The dispossession, massacres and segregation that followed Cook’s arrival are the bedrock of intergenerational suffering for Australia’s First Peoples.
This vile genocide lasted a century and its impacts are ever visible today with over half of Australia’s First Peoples living impoverished in one of the world’s wealthiest nations.
It is our view that, particularly in the last two decades, the modern Australian nation is returning to some of the worst practices borne of these original sins of dispossession and massacre.
The promise of hope borne on the road to equality during the late 1960s, 1970s and 1980s, coupled with instalments of redress and affirmative action, has since petered out, and subsequently fuelled a return to the old ways.
Yes, there were no First Nations doctors, lawyers, academics and entrepreneurs in 1970. And yes, there are presently 500 First Nations doctors, 1,000 First Nations lawyers, thousands of entrepreneurs and academics, First Nations parliamentarians, and freedoms and opportunities once denied.
Today there are 140 Aboriginal Legal Services, 240 Aboriginal Health Services, and First Nations media nationwide, but sadly, the pace of change has been slowed to a crawl.
The last two decades alone have been cause for distress.
In 1997, the year of the Bringing Them Home Report, there were just over 2,000 First Nations children removed from their homes by authorities. Eleven years later, in 2008, Prime Minister Kevin Rudd delivered The Apology to the Stolen Generations. At that time, there were over 8,000 First Nations children removed. Presently, 12 years later, there are over 23,000 First Nations children removed. A steep and rapid incline.
In these last two decades, the First Nations incarceration toll has dramatically escalated, with the Australian Bureau of Statistics showing our country’s First Nations incarceration rate sits as the world’s highest.
The First Nations suicide toll has also had an uninterrupted escalation these last two decades and has been reported widely; stories and tragedies, one after another.
Conservative Australian Governments have set up blockades on the road to equality, diverting away from social services and the transformational change that was once the way forward during the 1980s.

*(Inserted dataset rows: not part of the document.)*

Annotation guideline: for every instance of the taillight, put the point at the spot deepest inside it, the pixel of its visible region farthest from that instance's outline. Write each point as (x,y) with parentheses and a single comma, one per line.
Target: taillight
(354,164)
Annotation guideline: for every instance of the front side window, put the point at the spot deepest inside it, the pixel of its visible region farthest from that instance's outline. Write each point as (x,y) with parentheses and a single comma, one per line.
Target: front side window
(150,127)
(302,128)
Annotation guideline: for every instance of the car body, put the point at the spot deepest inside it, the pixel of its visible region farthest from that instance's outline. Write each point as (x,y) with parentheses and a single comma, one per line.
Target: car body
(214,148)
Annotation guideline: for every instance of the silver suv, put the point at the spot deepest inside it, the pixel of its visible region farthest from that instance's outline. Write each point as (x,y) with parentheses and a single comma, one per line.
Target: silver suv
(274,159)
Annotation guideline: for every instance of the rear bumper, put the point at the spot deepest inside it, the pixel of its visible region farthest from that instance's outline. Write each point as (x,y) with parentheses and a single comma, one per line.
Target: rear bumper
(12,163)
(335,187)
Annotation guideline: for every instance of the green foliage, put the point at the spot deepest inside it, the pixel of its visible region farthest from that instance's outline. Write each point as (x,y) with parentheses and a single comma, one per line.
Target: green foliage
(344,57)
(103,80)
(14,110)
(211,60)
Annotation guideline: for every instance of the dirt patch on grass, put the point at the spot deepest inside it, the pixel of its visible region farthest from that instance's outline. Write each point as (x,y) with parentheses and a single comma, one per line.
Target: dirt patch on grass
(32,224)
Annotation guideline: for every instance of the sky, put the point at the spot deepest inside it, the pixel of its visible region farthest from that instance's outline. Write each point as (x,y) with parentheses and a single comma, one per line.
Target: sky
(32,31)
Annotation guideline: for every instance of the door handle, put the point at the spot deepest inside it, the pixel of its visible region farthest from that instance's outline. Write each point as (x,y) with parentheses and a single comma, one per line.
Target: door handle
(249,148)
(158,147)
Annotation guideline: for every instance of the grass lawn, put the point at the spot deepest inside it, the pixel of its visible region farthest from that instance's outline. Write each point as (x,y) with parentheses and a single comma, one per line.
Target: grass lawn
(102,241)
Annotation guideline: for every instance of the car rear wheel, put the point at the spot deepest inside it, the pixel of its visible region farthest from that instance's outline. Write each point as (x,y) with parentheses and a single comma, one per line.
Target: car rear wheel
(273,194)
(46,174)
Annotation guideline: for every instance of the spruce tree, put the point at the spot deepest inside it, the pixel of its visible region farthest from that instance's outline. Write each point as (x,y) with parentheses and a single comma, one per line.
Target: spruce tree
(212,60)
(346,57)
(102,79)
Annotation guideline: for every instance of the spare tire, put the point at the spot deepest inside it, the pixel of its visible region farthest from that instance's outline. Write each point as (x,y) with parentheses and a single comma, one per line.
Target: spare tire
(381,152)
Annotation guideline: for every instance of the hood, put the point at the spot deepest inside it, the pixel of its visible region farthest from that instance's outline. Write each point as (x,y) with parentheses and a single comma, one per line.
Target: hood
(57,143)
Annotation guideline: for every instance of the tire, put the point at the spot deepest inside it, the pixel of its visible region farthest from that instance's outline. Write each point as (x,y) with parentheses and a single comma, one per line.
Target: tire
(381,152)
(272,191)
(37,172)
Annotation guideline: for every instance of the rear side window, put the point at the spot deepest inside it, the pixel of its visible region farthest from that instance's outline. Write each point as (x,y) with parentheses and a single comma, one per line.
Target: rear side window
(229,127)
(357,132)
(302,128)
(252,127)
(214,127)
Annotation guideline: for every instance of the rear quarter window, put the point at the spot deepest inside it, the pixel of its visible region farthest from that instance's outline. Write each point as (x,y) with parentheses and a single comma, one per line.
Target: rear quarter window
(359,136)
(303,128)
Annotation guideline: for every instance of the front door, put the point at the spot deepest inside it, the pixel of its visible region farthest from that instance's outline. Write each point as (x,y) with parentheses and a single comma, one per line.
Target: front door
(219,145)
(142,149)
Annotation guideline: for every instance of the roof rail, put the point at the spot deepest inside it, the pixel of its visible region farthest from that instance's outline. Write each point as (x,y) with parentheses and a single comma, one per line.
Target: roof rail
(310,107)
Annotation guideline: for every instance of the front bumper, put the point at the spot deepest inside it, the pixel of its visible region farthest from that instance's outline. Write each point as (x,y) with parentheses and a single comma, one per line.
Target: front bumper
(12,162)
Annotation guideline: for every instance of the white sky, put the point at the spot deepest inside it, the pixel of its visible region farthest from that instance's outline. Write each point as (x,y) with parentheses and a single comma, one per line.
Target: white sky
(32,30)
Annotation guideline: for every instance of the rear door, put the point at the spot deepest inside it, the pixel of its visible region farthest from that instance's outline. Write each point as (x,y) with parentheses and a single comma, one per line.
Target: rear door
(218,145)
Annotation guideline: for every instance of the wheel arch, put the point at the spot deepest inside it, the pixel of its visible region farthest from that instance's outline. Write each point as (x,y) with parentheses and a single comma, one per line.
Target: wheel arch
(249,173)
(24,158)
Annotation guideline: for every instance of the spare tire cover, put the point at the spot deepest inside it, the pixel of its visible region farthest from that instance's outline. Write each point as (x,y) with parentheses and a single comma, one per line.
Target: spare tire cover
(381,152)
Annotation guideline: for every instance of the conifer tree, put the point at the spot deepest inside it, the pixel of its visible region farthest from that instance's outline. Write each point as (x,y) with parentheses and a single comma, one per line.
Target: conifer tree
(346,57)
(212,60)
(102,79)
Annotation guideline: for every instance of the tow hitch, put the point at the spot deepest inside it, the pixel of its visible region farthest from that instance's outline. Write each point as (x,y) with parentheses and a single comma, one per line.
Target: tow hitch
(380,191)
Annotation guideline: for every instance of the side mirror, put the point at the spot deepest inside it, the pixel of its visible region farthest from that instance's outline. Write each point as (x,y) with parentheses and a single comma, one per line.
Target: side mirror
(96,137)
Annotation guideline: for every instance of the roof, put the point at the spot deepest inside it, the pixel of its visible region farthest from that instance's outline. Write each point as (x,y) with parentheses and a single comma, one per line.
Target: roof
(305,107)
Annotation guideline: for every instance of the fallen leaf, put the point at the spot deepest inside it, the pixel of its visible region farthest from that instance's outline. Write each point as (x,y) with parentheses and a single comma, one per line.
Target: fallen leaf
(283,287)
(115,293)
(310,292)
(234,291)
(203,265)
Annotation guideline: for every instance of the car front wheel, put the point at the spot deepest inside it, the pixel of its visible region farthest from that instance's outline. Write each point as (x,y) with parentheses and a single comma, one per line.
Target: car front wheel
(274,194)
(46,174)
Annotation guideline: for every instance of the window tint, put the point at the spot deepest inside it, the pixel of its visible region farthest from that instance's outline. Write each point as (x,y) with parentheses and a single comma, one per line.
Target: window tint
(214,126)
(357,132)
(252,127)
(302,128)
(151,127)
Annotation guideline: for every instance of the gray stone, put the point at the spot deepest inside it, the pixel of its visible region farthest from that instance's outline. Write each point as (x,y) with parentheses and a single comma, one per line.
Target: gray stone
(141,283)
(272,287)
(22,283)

They have deserted the homelands, degrading many communities into places without enough shelter and basic infrastructure. Conservative Governments have stripped hundreds of millions of dollars from Indigenous health despite obvious health inequalities.
They have ramped up the resolve for assimilation. This has led to a seeming inescapability from crushing poverty—intergenerational—for hundreds of thousands of First Nations people. In our view, this betrayal explains the catastrophic increases in children removed, incarceration, and suicides.
While the descendants of the First Peoples remain hostage to these inequalities, the modern Australian identity remains incomplete and there is no cause for celebratory national rhetoric.
By Megan Krakouer and Gerry Georgatos
Megan Krakouer is a Mineng Noongar woman from Mt Barker in Western Australia’s southwest. Presently, Megan is the Director of the National Suicide Prevention and Trauma Recovery Project (NSPTRP) and also works for the National Justice Project.
Gerry Georgatos, a non-Indigenous individual, the son of CALD migrants, is a suicide prevention and poverty researcher with an experiential focus. He has a Masters in Human Rights Education and a Masters in Social Justice Advocacy. He is the national coordinator of the NSPTRP.